4) Focused, singular interests: While most people tend to hold several interests at once, those of us with Aspergers prefer to keep our focus narrowed on one or two things. For some reason, we can only remain interested in a certain subject at one time, while much everything else is deemed irrelevant to us. My parents would constantly tell me all throughout my childhood that I was “stuck on an idea,” talking incessantly about one particular subject. This made socialization further problematic because I would generally talk to other kids about things that they weren’t at all interested in, but I was obsessed with.

5) Communication troubles: There are a couple of ways in which Aspergers can make verbal interaction somewhat problematic. For one thing, it is often really difficult for us to make good eye-contact with the people we are speaking with. Especially as children, we will often involuntarily drift away in the middle of a conversation and focus our eyes on things around us. If there’s one thing that people would often get frustrated at me over, it’s the fact that I wouldn’t keep looking them in the eye.

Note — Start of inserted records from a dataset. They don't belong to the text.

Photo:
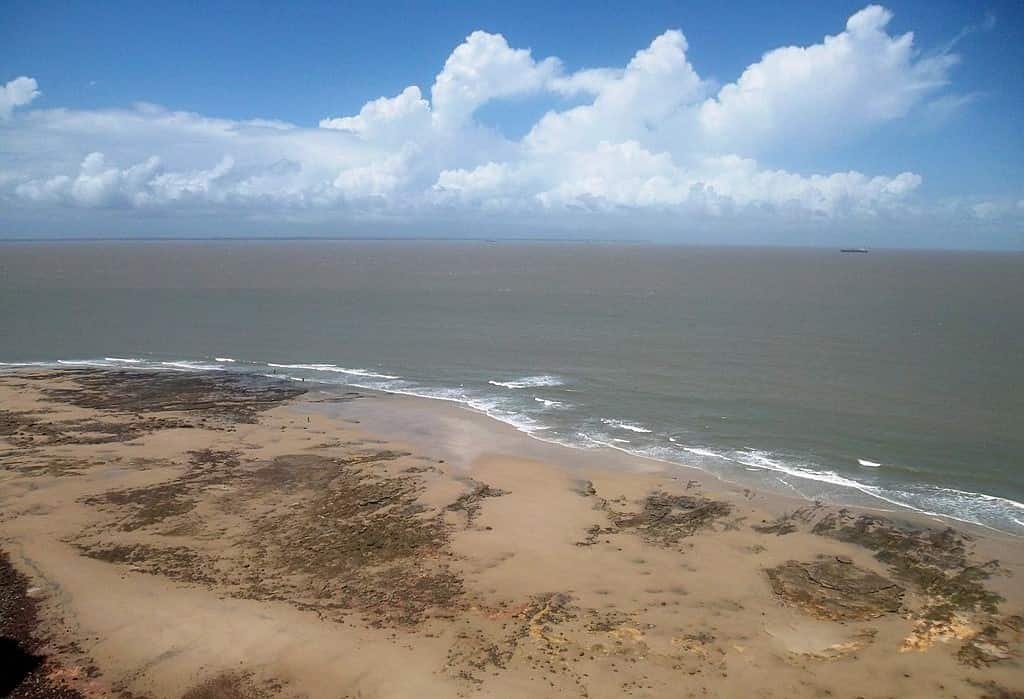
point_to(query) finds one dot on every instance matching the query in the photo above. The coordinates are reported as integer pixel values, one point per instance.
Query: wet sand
(181, 535)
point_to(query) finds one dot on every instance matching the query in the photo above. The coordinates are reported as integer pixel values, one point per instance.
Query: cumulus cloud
(17, 92)
(856, 79)
(649, 136)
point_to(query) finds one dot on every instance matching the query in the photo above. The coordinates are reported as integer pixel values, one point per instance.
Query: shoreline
(848, 491)
(622, 457)
(294, 542)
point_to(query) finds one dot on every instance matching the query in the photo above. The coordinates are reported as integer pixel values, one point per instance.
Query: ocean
(892, 380)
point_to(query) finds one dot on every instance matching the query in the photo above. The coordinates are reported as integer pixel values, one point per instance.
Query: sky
(786, 123)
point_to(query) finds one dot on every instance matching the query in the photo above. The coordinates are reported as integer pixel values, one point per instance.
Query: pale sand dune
(239, 542)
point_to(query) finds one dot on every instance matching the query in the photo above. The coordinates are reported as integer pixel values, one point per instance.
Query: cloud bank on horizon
(650, 143)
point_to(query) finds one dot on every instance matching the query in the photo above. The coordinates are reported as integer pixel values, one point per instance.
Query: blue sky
(932, 132)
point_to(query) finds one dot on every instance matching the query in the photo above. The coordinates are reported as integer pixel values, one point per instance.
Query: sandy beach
(175, 534)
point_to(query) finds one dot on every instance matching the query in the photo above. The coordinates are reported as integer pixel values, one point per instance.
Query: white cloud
(404, 116)
(649, 137)
(823, 92)
(17, 92)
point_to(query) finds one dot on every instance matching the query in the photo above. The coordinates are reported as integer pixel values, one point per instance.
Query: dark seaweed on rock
(231, 397)
(835, 588)
(469, 503)
(26, 672)
(364, 542)
(667, 519)
(936, 561)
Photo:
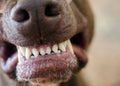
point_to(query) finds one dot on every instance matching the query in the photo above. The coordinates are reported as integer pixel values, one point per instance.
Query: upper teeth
(35, 52)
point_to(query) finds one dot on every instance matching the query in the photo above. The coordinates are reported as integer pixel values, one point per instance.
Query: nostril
(21, 15)
(52, 10)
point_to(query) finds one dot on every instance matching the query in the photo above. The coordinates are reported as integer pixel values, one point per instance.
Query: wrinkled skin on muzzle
(44, 41)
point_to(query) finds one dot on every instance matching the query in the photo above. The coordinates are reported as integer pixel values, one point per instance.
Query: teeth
(22, 49)
(70, 46)
(48, 50)
(62, 47)
(55, 48)
(28, 53)
(35, 52)
(42, 52)
(19, 56)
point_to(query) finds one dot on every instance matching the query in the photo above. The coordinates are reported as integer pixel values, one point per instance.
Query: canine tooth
(35, 52)
(42, 52)
(28, 53)
(62, 47)
(55, 48)
(48, 50)
(70, 46)
(22, 49)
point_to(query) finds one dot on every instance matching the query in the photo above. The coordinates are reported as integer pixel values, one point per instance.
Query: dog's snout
(24, 11)
(52, 10)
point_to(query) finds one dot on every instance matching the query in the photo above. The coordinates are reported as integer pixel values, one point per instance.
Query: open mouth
(46, 62)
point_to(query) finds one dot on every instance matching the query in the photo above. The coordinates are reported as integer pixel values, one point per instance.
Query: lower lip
(48, 65)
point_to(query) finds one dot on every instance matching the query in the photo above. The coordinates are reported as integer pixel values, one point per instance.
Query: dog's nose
(24, 10)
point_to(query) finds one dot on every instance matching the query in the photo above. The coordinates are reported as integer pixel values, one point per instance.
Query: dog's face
(43, 41)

6) Skills and talents: Believe it or not, there is something immensely positive that’s frequently associated with having Aspergers. It turns out that people with the disorder tend to show remarkable talent in certain fields, often possessing skills that can exceed the work of “neurotypicals.” This can include fields such as mathematics, music, computer science, writing, acting, or even economics. I am frequently told by my professors at college that I do exceptionally well at composing papers. Meanwhile, you would be pretty surprised just how many of our greatest talents in the world had some form of Aspergers or autism- Danny Beath, Susan Boyle, Vernon L. Smith, Donna Williams, Stanley Kubrick, and Albert Einstein, to mention a few.

Does anyone care to share any similar details about Aspergers?